Here's the problem. A couple of days ago the printer reported a communications failure with the computer. All the cables were seated OK so I shut down Windows and restarted to see if that would help. The computer wouldn't boot. Puzzled, I switched off and then I noticed that the side of the laptop was very warm. Checking underneath I found that the area above the battery cover was very, very hot, and this heat was radiating to other areas.

I unplugged everything and left the laptop to cool down. After 30 minutes or so I tried again and this time it booted fine and ran smoothly. However, after around 40 minutes the same area as before had become very, very hot again. Worried, I shut the thing down again.

I have a couple of questions. Firstly, would a cooling device (I'm thinking of one of those pads on which a laptop sits to keep it cold), would such a device help?

Secondly, as the heat is centered on the battery area would removing the batteries be a solution? (The laptop is used on a tabletop at home almost exclusively and I operate it on mains power almost all the time.)

Thirdly, could it be a fan problem? I can hear the fans whirring occasionally, and looking through the vent I can't see any obvious signs of dirt, fluff, etc.

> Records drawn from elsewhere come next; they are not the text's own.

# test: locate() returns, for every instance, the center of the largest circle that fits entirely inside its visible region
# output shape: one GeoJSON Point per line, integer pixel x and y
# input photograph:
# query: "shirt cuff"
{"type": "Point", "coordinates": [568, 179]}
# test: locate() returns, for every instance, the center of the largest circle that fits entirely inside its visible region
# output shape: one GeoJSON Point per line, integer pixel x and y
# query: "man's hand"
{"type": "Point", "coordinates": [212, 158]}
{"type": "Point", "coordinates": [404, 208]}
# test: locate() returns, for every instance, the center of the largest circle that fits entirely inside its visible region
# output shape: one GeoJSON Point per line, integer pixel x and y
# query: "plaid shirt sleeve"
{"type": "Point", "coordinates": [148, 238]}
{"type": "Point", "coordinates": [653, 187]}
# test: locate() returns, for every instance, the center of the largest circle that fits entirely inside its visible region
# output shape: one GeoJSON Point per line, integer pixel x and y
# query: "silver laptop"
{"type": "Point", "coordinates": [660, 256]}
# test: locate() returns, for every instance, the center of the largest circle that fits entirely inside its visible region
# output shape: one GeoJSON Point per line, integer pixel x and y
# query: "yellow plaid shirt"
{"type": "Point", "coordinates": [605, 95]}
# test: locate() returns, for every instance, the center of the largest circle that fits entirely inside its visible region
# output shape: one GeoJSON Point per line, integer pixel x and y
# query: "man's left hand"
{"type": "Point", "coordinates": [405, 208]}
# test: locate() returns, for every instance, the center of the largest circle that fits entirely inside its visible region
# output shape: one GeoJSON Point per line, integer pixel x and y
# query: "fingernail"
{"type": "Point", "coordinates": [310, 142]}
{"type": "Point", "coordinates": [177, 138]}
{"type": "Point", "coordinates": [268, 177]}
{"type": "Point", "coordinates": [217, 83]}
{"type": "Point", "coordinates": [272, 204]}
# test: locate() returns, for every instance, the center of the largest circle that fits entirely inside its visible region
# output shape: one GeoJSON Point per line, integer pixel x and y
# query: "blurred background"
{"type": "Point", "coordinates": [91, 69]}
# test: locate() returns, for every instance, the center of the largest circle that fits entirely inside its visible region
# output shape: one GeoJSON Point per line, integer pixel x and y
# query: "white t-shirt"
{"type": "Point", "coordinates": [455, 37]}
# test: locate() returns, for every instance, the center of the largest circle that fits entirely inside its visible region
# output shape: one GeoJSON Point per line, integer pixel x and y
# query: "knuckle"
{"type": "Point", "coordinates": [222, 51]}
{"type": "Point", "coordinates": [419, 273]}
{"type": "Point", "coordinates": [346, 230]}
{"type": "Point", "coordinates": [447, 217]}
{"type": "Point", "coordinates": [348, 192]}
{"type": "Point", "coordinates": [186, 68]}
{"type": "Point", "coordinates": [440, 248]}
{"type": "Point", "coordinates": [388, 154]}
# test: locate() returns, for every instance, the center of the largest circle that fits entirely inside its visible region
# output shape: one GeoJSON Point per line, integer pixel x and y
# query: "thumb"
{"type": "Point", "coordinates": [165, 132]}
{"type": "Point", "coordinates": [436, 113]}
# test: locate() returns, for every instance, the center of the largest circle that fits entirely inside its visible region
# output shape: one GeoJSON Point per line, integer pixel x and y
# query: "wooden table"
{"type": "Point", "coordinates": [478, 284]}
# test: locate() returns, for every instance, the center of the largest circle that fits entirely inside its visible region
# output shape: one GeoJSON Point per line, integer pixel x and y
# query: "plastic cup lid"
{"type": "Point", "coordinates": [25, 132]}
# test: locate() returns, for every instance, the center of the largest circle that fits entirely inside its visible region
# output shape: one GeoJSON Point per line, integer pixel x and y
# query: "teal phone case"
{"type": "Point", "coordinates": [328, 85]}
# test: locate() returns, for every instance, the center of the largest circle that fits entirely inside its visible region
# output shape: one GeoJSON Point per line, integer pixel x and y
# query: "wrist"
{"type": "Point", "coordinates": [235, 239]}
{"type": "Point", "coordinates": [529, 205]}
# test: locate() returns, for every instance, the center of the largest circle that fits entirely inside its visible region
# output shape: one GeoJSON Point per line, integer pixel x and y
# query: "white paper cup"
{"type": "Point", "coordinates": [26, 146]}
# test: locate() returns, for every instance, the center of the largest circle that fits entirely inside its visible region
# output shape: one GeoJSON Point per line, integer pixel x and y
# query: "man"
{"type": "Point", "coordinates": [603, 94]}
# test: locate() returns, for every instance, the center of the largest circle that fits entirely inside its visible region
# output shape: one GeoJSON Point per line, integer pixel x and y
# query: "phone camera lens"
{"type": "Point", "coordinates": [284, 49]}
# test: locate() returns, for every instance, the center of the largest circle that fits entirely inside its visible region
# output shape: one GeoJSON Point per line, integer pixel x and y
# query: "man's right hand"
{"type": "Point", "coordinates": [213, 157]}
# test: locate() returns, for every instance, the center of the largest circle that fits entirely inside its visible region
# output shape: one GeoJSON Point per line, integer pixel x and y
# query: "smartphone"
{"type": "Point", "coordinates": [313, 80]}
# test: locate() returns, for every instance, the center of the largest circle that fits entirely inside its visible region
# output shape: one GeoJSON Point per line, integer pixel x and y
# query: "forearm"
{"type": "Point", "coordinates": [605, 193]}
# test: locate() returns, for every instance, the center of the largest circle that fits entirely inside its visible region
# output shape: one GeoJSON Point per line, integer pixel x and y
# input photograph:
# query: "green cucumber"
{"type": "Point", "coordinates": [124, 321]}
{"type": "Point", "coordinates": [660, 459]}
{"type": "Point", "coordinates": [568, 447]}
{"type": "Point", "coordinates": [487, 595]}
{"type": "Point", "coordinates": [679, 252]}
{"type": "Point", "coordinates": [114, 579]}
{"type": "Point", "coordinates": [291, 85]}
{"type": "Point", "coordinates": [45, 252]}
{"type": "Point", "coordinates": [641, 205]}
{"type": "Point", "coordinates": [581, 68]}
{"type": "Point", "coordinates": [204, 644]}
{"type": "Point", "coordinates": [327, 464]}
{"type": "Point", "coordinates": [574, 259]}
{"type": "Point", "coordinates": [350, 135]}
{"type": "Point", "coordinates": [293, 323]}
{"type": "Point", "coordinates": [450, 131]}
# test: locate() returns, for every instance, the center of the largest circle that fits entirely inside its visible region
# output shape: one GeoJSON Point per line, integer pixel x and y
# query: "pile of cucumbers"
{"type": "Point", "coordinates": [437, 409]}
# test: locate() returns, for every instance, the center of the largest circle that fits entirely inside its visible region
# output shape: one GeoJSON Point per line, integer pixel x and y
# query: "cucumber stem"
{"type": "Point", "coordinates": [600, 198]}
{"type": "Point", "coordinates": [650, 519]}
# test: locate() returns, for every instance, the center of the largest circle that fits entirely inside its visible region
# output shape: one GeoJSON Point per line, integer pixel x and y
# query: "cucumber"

Any help would be greatly appreciated.


----------



## pugmug (Jun 13, 2005)

Yes to all three.


----------



## Alex Ethridge (Apr 10, 2000)

Just because you can't see it, doesn't mean it isn't clogged with dust. Frankly, I don't trust canned air. There isn't enough pressure or volume especially in cases where you can't see the fans and/or heat-sink. Go somewhere that has compressed air in a tank and blow it out.

As for the battery getting hot, if it is actually the battery and not anything else, you could have a disaster or even a tragedy waiting to happen. You had better take it to an authorized service center and find out for sure what is going on.

And, by the way, always lay the laptop on a hard surface, not a bed, couch, cushion or even your lap. They ventilate from the bottom and these surfaces occlude the ventilation ports.


----------



## kaligt55 (Jan 16, 2006)

oooooooooooops


----------



## kaligt55 (Jan 16, 2006)

That was my oops in the last post.
I have a duel fan for both laptops. does that stand true also. Put them on a flat surfaace even if they have the fan????


----------



## Alex Ethridge (Apr 10, 2000)

What good is a fan or even a dozen if the ports are blocked?

I don't think a laptop has been made without a fan in about ten years.


----------